VOCE
veneto
14.08.2025 - 09:06
Un lettino d’albergo, l’alba sul Mediterraneo e una corsa disperata tra corridoi e sirene. Nel silenzio che segue un annuncio in ospedale, per Roxana il tempo s’è fermato. Ora chiede solo di stringere il suo Arian in Italia. Ma tra dolore e burocrazia, ogni ora pesa come una sentenza.
"Voglio solo potere piangere mio figlio in Italia, ogni giorno che passa per me è una tortura". La madre ripercorre le ore più dure: alle 5 del mattino Arian piange, i genitori lo cullano per un dolore al pancino che sembra rientrare. Al risveglio successivo, il piccolo ha "delle chiazze sul corpo e un colorito violaceo". Roxana lo prende, ma è privo di sensi. Corre alla hall invocando un medico. "C’è voluto tanto perché arrivasse e ancora di più l’ambulanza". Intanto alcuni turisti ucraini e tedeschi praticano respirazione bocca a bocca e massaggio cardiaco. In ospedale, dopo circa 40 minuti, la comunicazione che Arian non c’è più.
Secondo quanto riferito dalla famiglia, il Consolato italiano di Smir non rilascerà il nulla osta al rientro della salma finché non riceverà dall’agenzia funebre di Antalya i documenti cartacei inviati per posta. "Non vogliono la pec, ma solo via posta, nel 2025 non capisco tutta questa burocrazia", dice Roxana.
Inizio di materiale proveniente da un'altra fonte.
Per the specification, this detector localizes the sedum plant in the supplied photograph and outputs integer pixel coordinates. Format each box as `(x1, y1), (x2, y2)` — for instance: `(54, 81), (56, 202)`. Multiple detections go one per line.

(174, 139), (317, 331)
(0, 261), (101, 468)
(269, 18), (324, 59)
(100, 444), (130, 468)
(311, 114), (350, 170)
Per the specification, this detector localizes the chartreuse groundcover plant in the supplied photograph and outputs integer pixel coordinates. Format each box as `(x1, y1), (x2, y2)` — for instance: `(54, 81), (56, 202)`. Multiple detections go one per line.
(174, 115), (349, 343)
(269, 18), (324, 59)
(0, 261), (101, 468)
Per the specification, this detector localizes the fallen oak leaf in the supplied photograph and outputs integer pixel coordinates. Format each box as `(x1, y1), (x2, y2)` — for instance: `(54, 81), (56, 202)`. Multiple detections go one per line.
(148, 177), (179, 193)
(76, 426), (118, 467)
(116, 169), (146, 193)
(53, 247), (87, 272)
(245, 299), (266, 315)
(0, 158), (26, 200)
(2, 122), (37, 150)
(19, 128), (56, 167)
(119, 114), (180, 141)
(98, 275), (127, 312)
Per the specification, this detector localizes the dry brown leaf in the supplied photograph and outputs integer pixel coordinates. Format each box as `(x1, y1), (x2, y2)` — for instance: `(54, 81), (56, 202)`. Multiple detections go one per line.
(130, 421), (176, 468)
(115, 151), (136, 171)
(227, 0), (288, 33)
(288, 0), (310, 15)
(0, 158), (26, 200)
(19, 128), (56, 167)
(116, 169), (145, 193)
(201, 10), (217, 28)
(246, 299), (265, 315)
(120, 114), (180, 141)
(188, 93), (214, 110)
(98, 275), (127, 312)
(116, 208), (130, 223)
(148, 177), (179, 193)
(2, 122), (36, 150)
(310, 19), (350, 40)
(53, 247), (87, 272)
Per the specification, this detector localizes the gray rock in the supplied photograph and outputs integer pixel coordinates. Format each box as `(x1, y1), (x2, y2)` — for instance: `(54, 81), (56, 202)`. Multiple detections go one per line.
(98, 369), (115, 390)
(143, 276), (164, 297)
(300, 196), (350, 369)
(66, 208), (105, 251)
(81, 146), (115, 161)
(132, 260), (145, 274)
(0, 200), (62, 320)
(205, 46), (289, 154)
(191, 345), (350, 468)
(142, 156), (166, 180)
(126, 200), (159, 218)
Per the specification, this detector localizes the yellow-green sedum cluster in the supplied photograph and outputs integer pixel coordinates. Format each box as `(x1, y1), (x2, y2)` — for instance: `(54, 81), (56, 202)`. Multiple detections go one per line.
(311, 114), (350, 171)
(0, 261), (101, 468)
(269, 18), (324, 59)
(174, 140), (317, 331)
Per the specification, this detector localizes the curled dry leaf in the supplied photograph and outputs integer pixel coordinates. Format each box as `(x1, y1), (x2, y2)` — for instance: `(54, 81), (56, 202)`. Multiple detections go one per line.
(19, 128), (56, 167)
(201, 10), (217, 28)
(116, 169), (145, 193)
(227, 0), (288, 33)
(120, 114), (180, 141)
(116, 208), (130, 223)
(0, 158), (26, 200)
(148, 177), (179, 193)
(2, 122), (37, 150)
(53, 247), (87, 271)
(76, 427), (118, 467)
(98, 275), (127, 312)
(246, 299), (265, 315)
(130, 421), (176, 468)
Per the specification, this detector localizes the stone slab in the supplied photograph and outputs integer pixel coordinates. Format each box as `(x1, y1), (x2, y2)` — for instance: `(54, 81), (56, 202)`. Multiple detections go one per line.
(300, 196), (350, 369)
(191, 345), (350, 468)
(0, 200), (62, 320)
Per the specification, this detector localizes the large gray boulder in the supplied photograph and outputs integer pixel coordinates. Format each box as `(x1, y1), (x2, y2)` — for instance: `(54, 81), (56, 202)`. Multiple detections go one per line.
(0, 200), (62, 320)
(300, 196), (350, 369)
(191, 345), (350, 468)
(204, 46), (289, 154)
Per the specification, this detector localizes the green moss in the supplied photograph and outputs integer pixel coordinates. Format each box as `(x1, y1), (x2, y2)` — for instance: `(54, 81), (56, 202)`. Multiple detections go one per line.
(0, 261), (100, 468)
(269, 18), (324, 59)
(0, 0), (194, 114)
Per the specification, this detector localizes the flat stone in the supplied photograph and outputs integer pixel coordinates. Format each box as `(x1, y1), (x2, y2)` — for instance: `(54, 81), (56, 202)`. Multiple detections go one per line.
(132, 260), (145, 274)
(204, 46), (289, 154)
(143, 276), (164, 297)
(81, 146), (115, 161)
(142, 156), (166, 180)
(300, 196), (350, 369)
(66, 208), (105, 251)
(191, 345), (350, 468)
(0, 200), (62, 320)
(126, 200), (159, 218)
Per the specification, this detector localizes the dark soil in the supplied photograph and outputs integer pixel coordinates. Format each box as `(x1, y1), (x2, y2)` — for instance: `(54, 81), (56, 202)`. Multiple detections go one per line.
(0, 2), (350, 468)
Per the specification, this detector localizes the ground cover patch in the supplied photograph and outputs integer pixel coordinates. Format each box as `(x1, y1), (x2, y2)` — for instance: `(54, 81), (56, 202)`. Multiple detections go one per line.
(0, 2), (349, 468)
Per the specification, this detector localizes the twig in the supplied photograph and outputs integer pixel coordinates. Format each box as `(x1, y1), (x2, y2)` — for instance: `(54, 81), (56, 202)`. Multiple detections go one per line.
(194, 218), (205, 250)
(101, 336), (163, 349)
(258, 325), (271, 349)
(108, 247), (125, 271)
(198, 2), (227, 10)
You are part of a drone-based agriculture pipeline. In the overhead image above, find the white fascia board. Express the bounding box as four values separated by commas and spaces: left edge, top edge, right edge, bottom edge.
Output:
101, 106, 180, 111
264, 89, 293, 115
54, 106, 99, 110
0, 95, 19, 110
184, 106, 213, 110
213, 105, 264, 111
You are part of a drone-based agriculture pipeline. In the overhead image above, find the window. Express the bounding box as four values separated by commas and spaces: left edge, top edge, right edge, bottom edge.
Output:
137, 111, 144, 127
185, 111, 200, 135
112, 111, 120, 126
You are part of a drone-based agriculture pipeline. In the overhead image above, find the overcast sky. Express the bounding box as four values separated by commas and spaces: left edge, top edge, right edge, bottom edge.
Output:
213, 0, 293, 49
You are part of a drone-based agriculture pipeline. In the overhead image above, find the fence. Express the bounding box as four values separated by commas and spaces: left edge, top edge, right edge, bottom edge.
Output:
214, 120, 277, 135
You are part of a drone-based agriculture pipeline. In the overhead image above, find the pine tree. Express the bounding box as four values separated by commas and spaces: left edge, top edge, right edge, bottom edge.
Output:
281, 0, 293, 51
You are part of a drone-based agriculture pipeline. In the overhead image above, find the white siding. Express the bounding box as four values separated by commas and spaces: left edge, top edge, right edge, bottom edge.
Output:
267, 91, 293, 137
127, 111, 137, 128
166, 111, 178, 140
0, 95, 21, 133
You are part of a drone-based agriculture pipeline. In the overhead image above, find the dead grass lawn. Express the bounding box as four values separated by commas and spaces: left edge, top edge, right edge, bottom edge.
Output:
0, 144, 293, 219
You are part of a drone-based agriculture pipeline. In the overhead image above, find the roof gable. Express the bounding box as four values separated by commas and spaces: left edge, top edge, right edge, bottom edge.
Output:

Se le carte non arrivassero in tempo, il volo andrebbe annullato e riprogrammato, con costi e sofferenza che aumentano.
Roxana e Bogdan sono una coppia radicata nel Veneto orientale, con reti di lavoro e affetti tra Musile di Piave e Ceggia. La tragedia abbraccia due comunità: quella di casa, che attende Arian per l’ultimo saluto, e quella dei viaggiatori che in hotel hanno provato a strappare il bimbo alla morte. È un dolore che unisce, almeno quanto lo smarrimento davanti a procedure che, in casi come questo, dovrebbero essere più rapide e digitali.